Consider acquiring memory now from the command line:
D:\AMD64>winpmem_2.0.1.exe -l
Driver Unloaded.
CR3: 0x0000187000
 2 memory ranges:
Start 0x00001000 - Length 0x0009E000
Start 0x00100000 - Length 0x3FEF0000
Memory access driver left loaded since you specified the -l flag.

D:\AMD64>rekal -f \\.\pmem aff4acquire c:\temp\image.aff4 --also_files
Will use compression: https://github.com/google/snappy
Imaging Physical Memory:
 WinPmemAddressSpace: Wrote 0xc000000 (200 mb total) (11 Mb/s)
...
Wrote 1023 mb of Physical Memory to aff4://6567a47c-dd5d-4060-9a39-399fe735d959/PhysicalMemory
Imaging pagefile C:\pagefile.sys
 pagefile.sys: Wrote 0x20b5a000 (548 total) (22 Mb/s)
Wrote pagefile.sys (1000 mb)
Adding file C:\Windows\System32\ntdll.dll
Adding file C:\Windows\SysWOW64\ntdll.dll
Adding file C:\Windows\System32\smss.exe
Adding file C:\Windows\System32\apisetschema.dll
Adding file C:\Windows\System32\locale.nls
Adding file C:\Windows\System32\en-US\cmd.exe.mui
Adding file C:\Windows\Globalization\Sorting\SortDefault.nls
Adding file C:\Windows\System32\kernel32.dll
...
Lets examine the content of the AFF4 image using the aff4imager tool:
$ aff4imager -V image.aff4
@prefix rdf: <http://www.w3.org/1999/02/22-rdf-syntax-ns#> .
@prefix aff4: <http://aff4.org/Schema#> .
@prefix xsd: <http://www.w3.org/2001/XMLSchema#> .
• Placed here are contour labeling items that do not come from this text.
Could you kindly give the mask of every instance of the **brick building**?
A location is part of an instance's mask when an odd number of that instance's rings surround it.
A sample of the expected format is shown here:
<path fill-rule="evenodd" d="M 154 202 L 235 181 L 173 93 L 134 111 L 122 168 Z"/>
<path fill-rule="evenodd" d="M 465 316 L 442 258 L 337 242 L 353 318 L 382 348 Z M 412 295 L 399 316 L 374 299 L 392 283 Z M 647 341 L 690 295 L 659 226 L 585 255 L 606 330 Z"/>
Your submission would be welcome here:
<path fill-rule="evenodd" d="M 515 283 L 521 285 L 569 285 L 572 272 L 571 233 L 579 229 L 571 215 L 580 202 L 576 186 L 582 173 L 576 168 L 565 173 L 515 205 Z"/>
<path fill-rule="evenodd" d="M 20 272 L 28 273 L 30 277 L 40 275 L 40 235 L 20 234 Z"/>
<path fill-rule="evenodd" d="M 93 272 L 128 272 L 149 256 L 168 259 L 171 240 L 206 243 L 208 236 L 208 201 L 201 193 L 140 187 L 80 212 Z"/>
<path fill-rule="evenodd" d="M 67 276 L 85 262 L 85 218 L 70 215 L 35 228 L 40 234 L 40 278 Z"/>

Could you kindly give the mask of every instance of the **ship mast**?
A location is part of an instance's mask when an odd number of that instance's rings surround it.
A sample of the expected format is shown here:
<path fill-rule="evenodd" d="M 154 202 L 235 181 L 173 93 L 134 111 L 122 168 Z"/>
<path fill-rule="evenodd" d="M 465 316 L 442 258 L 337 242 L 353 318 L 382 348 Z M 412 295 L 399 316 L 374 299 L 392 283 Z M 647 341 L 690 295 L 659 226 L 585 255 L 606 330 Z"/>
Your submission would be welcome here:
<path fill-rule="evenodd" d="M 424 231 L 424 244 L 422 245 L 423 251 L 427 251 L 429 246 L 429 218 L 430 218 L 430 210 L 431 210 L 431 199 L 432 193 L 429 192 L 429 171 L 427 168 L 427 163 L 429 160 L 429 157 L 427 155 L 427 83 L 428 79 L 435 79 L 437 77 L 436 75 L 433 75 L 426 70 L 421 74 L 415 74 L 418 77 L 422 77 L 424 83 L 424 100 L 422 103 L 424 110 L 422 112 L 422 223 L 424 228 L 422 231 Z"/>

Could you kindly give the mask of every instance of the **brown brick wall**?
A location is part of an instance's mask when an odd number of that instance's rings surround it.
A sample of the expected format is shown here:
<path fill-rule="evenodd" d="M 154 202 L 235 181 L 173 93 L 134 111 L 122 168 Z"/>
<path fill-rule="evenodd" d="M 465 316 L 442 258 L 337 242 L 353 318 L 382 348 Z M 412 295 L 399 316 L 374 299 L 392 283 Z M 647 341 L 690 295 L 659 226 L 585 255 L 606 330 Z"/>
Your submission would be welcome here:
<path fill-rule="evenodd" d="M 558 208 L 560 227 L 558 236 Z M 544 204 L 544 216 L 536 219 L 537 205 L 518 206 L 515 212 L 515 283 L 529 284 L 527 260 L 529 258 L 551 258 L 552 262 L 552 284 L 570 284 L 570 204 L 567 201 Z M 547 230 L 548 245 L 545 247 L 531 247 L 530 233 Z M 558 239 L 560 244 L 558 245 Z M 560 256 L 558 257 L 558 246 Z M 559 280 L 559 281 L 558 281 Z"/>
<aff4://6567a47c-dd5d-4060-9a39-399fe735d959/C%3A%5CProgram%20Files%20%28x86%29%5CMiranda%20IM%5CPlugins%5CGG.dll>
    aff4:chunk_size 32768 ;
    aff4:chunks_per_segment 1024 ;
    aff4:compression <https://www.ietf.org/rfc/rfc1950.txt> ;
    aff4:original_filename "C:\\Program Files (x86)\\Miranda IM\\Plugins\\GG.dll"^^xsd:string ;
    aff4:size 316416 ;
    aff4:stored <aff4://6567a47c-dd5d-4060-9a39-399fe735d959> ;
    a aff4:image .

...
<aff4://6567a47c-dd5d-4060-9a39-399fe735d959/PhysicalMemory>
    aff4:category <http://aff4.org/Schema#memory/physical> ;
    aff4:stored <aff4://6567a47c-dd5d-4060-9a39-399fe735d959> ;
    a aff4:map .

...
<aff4://6567a47c-dd5d-4060-9a39-399fe735d959/C%3A%5Cpagefile.sys>
    aff4:chunk_size 32768 ;
    aff4:chunks_per_segment 1024 ;
    aff4:compression <https://github.com/google/snappy> ;
    aff4:original_filename "C:\\pagefile.sys"^^xsd:string ;
    aff4:size 1380974592 ;
    aff4:stored <aff4://6567a47c-dd5d-4060-9a39-399fe735d959> ;
    a aff4:image .
We can see an example of a file stream ("C:\\Program Files (x86)\\Miranda IM\\Plugins\\GG.dll"), the physical memory stream, and the pagefile are also acquired.

Conclusions

In this blog post we discussed Rekall’s advanced virtual address transition algorithms. To our knowledge, Rekall is the only open source memory analysis framework to support incorporating the pagefile and mapped files. We also discussed the new aff4acquire plugin which aims to simplify the process of memory acquisition and ensure that more relevant evidence is collected automatically during acquisition time, to complete subsequent analysis.
We have also shared some test images, and examined some cases where address transition is particularly complex.
We hope to convince you, the reader, that properly supporting the pagefile is critical for accurate memory analysis! In Rekall we choose to have a strong and solid foundation on top of which we can develop better memory analysis techniques. In the next blog post we will discuss how this foundation can be used in order to reliably analyze user space heap allocations.